QUESTION = A one-storied
house. Derives from the Hindi word bangla meaning,
literally, in the style of or belonging to Bengal. The word bungalow in English
dates back to the 17th century when it was used to refer to a type of cottage
built in Bengal for early European settlers ?
ANSWER =Bungalow.
The history of the bungalow becomes both confused and interesting
from the later eighteenth century. After the Battle of Plassey (1757), when the
British really became masters of Bengal, new cantonments, or permanent military
camps, were established. Here, European officers were eventually housed in
thatched roofed bungalows with various devices for thermal control, such as the
jaump (a horizontally suspended screen over the verandah), adopted from the
local culture. William Hodges provided an accurate description in 1793. Bungalows
were
generally raised on a base of brick, one, two or three feet from
the ground, and consist of only one storey; the plan of them usually is a large
room in the centre for an eating and sitting room, and rooms at each corner for
sleeping; the whole is covered with one general thatch, which comes low to each
side; the spaces between the angle rooms are viranders or open porticos to sit
in during the evenings; the center hall is lighted from the sides with windows
and a large door in the center. Sometimes the center viranders at each end are
converted into rooms.
Today, the word has two or three common meanings. In Europe and
North America, it refers to a separate (or "detached") dwelling,
principally on one storey and meant for the permanent occupation of one
household or family. It can also describe a simple, lightly or self-built
shelter, perhaps by the beach or in the country, and meant for temporary or
holiday use.

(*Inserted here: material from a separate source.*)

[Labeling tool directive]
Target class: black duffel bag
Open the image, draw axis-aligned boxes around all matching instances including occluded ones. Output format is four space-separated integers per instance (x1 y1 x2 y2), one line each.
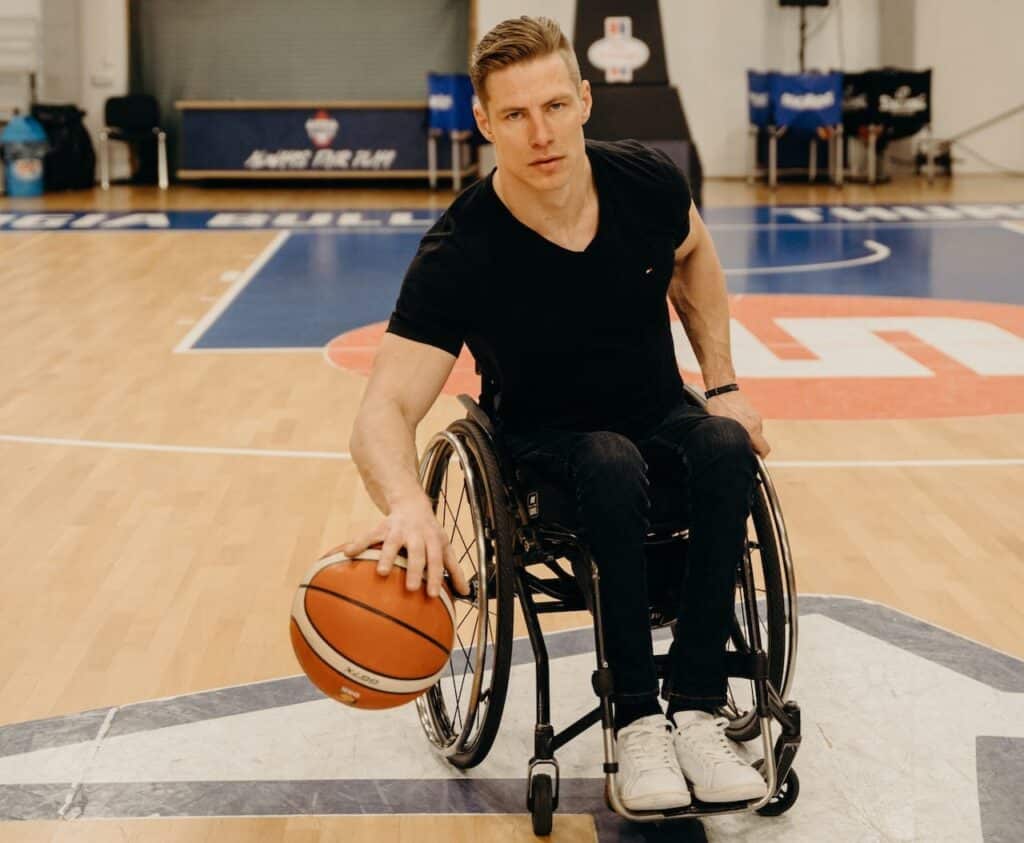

In Africa and India, it might refer to an older,
"colonial" type of house which, though perhaps with more than one
storey, is always detached, or even, in India at least, to any modern house in
contrast to more traditional types of dwelling. In all countries, its diffusion
is part of the cultural consequences of colonialism, though in the rich
industrial nations of the North, the bungalow, in the first two senses
suggested above, is part of two phenomena characteristic of modern,
urban-industrial and essentially free market societies: large-scale
sub-urbanisation and the growth of mass leisure.